History shows Seaba should be walk in the park for Gilas Pilipinas

Jio Jalalon was part of the last Philippines team that saw action in the Southeast Asian Basketball Association Championship held 2 years ago in Singapore.

That team annihilated the competition by an average margin of 68.4 points. And it did so by fielding a roster of Marcus Douthit mixed with collegiate players, including Arellano University's Jalalon.

 

On Friday, Gilas Pilipinas begins the 12th edition of the regional tournament boasting a hyper-loaded lineup, one that’s composed of June Mar Fajardo, Jayson Castro and other big guns of the PBA.

“Kailangan overkill ito,” said Robbie Puno, vice chairman of the Samahang Basketbol ng Pilipinas, the sport’s national governing body.

“Remember this is a tournament that’s going to be held in the Philippines. I think it’ll be a lot of fun if we blow out all of our opponents every single game in front of the home crowd.”

Gilas Pilipinas Seaba schedule (All games 7 p.m.)
May 12 (Friday) -- Myanmar
May 13 (Saturday) -- Singapore
May 14 (Sunday) -- Malaysia
May 15 (Monday) break
May 16 (Tuesday) -- Thailand
May 17 (Wednesday) -- Malaysia
May 18 (Thursday) -- Indonesia

Judging by Gilas’ history in Seaba, expect the hosts to inflict a bloodbath.

Consider these previous results:

  • In 2011, the Philippines saw withdrawals by national team mainstays Jimmy Alapag, Asi Taulava and Kelly Williams and still pulverized the opposition by an average margin of 40.3 points.
  • In 2009, Yeng Guiao, the team’s coach at the time, considered Malaysia to be the Philippines’ toughest opponent. The Filipinos won their game by 27 points, and the tournament by an average of 38.
  • In 2007, the Philippines used a squad of amateurs, PBA newbies and journeymen. The Filipinos thumped the field by an average of 38.5 points.

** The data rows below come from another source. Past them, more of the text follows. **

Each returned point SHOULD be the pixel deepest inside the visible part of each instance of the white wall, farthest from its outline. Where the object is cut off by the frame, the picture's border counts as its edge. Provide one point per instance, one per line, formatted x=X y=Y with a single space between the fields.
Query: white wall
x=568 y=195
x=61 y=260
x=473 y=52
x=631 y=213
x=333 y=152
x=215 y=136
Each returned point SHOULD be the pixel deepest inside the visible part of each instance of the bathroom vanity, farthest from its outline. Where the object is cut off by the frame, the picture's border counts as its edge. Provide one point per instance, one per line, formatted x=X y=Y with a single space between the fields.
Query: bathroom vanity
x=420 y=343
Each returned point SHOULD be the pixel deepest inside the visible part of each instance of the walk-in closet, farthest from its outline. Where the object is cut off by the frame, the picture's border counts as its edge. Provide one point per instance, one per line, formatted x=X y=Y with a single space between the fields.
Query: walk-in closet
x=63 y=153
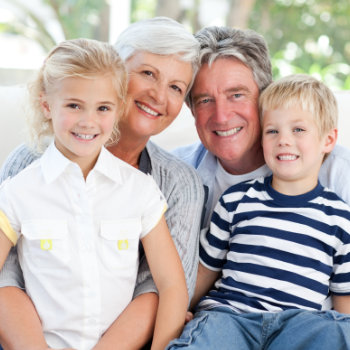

Gilas’ lineup for the 7-day Seaba competition to be held at Araneta Coliseum is so strong it’s as if it’s preparing to face a team in the top 50 in FIBA’s rankings. In reality, Gilas’ highest-ranked opponent in Seaba is No. 72 Indonesia, followed by Thailand at No. 81. The Philippines is No. 27 in the world.

It's the job of Chot Reyes and the Gilas coaches to err on the side of caution. The last thing they want to happen is for Gilas, a versatile mix of veterans and young blood such as Jalalon, to take its opponents lightly because disaster — as unfathomable as it seems — can strike if the team relaxes.

One issue keeping Gilas assistant coach Jong Uichico and the rest of the staff on their toes is the possibility that other federations would use naturalized players. Uichico calls the opponents' recruitment plans “a big question mark.” 

Another concern is the lack of sufficient intel on the competition.

“We’ve done the best we can in terms of scouting,” Uichico said. “It’s kind of difficult to scout them because they’re not on TV. They can easily scout us. We’re all over (the place).”

Still, it would take a major letdown, perhaps an off-game by all players, for the 7-time Seaba champions to lose one game.

Even if the other teams call up a naturalized reinforcement, they don't have a squad that's 1-to-12 strong like Gilas. And even if they have the X's and O's down pat, knowing the game plan is one thing but executing them against a country that lives and breathes basketball is another.

On top of every physical advantage that Gilas has, Reyes and co. are more focused than ever because of what's at stake — winning Seaba is a mere stepping stone for its longer-term objective of reaching the FIBA World Cup.

So add the might of its personnel and the resoluteness of its purpose, it's difficult to envision a realistic scenario in which this Gilas team, in front of a home crowd no less, can lose.